Wants refinancing of troubled mortgages and forgiving part of mortgages for some

(NEW YORK) Federal Reserve chairman Ben Bernanke, seeking to end the worst US housing slump in 25 years, has urged the government and mortgage lenders to intensify their efforts to avoid home foreclosures.

Mr Bernanke, in a speech here on Monday, also reiterated his call for lenders to forgive portions of mortgages for some struggling homeowners. He said proposals should be ‘tightly targeted’ at borrowers at greatest risk of losing their properties, and avoid providing an incentive for defaults.

The Fed chief also backed the idea of having the Federal Housing Administration (FHA) refinance troubled mortgages, a concept included in Democratic legislation in Congress, without explicitly endorsing the bill. His remarks indicate a gap with the Bush administration, which has preferred to rely on industry-led efforts.

‘Realistic public and private sector policies must take into account the fact that traditional foreclosure avoidance strategies may not always work well in the current environment,’ Mr Bernanke said in remarks to a Columbia Business School dinner. He also reiterated his call for a stronger role for Fannie Mae and Freddie Mac, the government-chartered companies that are the biggest sources of money for US mortgages, to ease the crisis.

He didn’t comment on the outlook for interest rates in his speech, his first since the Federal Open Market Committee (FOMC) met last week. The panel on April 30 cut the benchmark interest rate by a quarter- point to 2 per cent, and signalled it may take a breather after seven reductions.

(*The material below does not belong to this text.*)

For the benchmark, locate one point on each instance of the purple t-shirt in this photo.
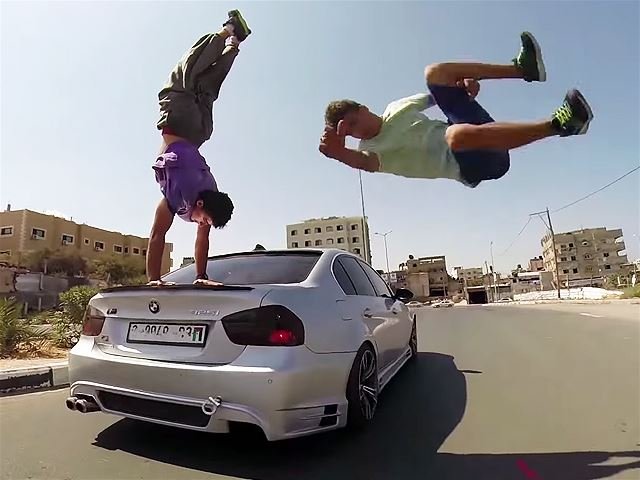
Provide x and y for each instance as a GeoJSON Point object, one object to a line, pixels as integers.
{"type": "Point", "coordinates": [182, 174]}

Mr Bernanke did note that accelerating foreclosures may push home prices down further, hurting the broader economy and threatening the financial system. He anticipated the foreclosure rate will increase this year after such proceedings began on 1.5 million properties last year.

In the past, typical approaches to helping homeowners included temporary repayment plans or folding missed payments into the principal balance, Mr Bernanke noted on Monday. That may not work in the current crisis, he said.

‘In some cases, when the source of the problem is a decline of the value of the home well below the mortgage’s principal balance, the best solution may be a writedown of principal or other permanent modification of the loan,’ the Fed chief said.

One option would be for the FHA to refinance a loan after the lender or investor forgives part of the mortgage, he said. That idea is incorporated in legislation sponsored by House Financial Services Committee chairman Barney Frank, a Massachusetts Democrat.

Mr Frank’s bill would have the FHA insure as much as US$300 billion in mortgages after loanholders agree to reduce principal. The proposal may come up for deliberation in the House in two days. Mr Frank’s committee approved it last week.

‘Finding the right balance - particularly the need to avoid programmes that give borrowers who can make their payments an incentive to default - is difficult,’ the Fed chairman said.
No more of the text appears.